My experience with the MMORPG genre is limited to say the least, consisting of around 20 hours of Phantasy Star Online (if that’s even a real MMO), a few hours on last year’s E3 demo of Guild Wars, and a couple of hours on the European City of Heroes beta. Until I decided that I was going to Japan I was saving my proverbial MMO cherry for World of Warcraft, knowing from the early buzz that it was going to be something special.

Indeed it is a very special game, with Blizzard doing what they do best by almost perfecting a genre on their first attempt while the competition spend years fixing bugged and flawed games, launch issues aside. As I regular on IGN’s PC General Board I read about people pouring days into it, and Penny Arcade‘s blanket coverage and outpouring of praise didn’t help my situation. As it stands I’ve still yet to set foot in Azeroth and I’m beginning to feel like I’ve missed the boat.
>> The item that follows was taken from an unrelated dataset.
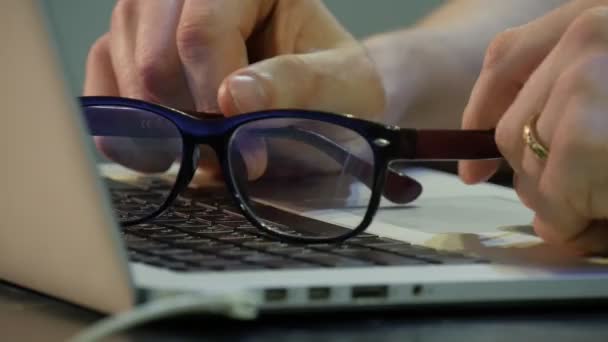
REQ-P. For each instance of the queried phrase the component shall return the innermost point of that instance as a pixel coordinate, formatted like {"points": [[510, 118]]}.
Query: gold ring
{"points": [[531, 139]]}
By now the vast majority of players will be fairly experienced and will know the ropes, so I know that as soon as I drop it as a little lvl. 1 thing with no clue what I’m doing, I’m going to be the n00b of the bunch for a long time. I will have missed out on those early days of intrepid exploration as people make the first ventures into the wider world, and there won’t be much for me to find that others haven’t already seen and told the world about already.

By the time I’ll have any spare money to play it at all it’s going to be October, the boat will probably have well and truly sailed with only the die-hard obsessives remaining, and there will be something else on the horizon. The last thing I want to do is be stuck playing with the kinds of bottom dwellers who get pissed off with you if you don’t roleplay your part. Maybe the game’s popularity will be enduring and I’ll have my chance to play it, but with so many other games to come in the meantime am I going to care? Time will have to tell on that one.